Mellin moistened his lips in vain. He could not answer.

"I want you to promise me not to pay it," repeated Cooley earnestly.

"I promise," gasped Mellin.

"You won't pay it no matter what they do?"

"No."

This seemed to reassure Mr. Cooley.

"Well," he said, "I've got to hustle to get my car shipped and make
the train. Cornish has finished his job down here and he's goin'
with me. I want to get out. The whole thing's left a mighty bad
taste in my mouth, and I'd go crazy if I didn't get away from it.
Why don't you jump into your clothes and come along, too?"

"I can't."

"Well," said the young man with a sympathetic shake of the head,
"you certainly look sick. It may be better if you stay in bed till
evening: a train's a mighty mean place for the day after. But I
wouldn't hang around here too long. If you want money, all you have
to do is to ask the hotel to cash a check on your home bank; they're
always glad to do that for Americans." He turned to the door.
"Mr. Cornish, if you're goin' to help me about shipping the car,
I'm ready."

"So am I. Good-by, Mr. Mellin."

"Good-by," Mellin said feebly--"and thank you."
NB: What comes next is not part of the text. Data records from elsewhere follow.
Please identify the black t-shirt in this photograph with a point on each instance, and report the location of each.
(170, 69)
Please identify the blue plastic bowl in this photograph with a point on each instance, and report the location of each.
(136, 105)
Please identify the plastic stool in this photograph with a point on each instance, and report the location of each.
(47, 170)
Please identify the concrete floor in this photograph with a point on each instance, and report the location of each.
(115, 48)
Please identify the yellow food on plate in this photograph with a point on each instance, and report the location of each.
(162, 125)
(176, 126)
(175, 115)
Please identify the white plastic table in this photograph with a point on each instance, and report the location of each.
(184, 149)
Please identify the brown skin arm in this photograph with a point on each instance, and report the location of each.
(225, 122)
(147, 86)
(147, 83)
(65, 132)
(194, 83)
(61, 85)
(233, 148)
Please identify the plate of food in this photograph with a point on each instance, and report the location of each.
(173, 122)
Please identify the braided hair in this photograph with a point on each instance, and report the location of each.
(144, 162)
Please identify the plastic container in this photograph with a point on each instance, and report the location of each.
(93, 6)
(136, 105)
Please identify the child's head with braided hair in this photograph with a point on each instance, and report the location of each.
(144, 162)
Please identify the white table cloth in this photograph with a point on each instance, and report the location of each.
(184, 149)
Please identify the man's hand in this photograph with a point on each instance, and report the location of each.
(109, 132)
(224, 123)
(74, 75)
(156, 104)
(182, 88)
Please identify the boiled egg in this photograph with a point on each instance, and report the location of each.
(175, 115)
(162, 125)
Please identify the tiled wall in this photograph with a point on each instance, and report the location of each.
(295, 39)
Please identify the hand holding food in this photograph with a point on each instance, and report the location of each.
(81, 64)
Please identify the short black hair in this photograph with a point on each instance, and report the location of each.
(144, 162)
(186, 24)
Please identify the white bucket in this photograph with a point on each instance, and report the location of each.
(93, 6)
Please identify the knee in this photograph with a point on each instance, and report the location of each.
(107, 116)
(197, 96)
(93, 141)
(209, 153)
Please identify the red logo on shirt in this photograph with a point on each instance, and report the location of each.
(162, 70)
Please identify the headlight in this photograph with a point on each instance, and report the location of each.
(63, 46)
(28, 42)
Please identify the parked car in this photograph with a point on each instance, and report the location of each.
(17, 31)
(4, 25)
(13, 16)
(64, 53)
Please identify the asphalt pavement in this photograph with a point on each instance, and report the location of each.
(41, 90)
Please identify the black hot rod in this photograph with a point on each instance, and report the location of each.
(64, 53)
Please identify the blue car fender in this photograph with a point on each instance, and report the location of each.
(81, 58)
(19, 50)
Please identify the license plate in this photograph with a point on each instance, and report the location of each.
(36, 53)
Young Cooley came back to the bedside and shook the other's feverish
hand. "Good-by, ole man. I'm awful sorry it's all happened, but
I'm glad it didn't cost you quite as much money as it did me.
Otherwise I expect it's hit us about equally hard. I wish--I wish
I could find a i~nice one~"--the youth gulped over something not
unlike a sob--"as fascinatin' as her!"

Most people have had dreams of approaching dangers in the path of
which their bodies remained inert; when, in spite of the frantic
wish to fly, it was impossible to move, while all the time the
horror crept closer and closer. This was Mellin's state as he saw
the young man going. It was absolutely necessary to ask Cooley for
help, to beg him for a loan. But he could not.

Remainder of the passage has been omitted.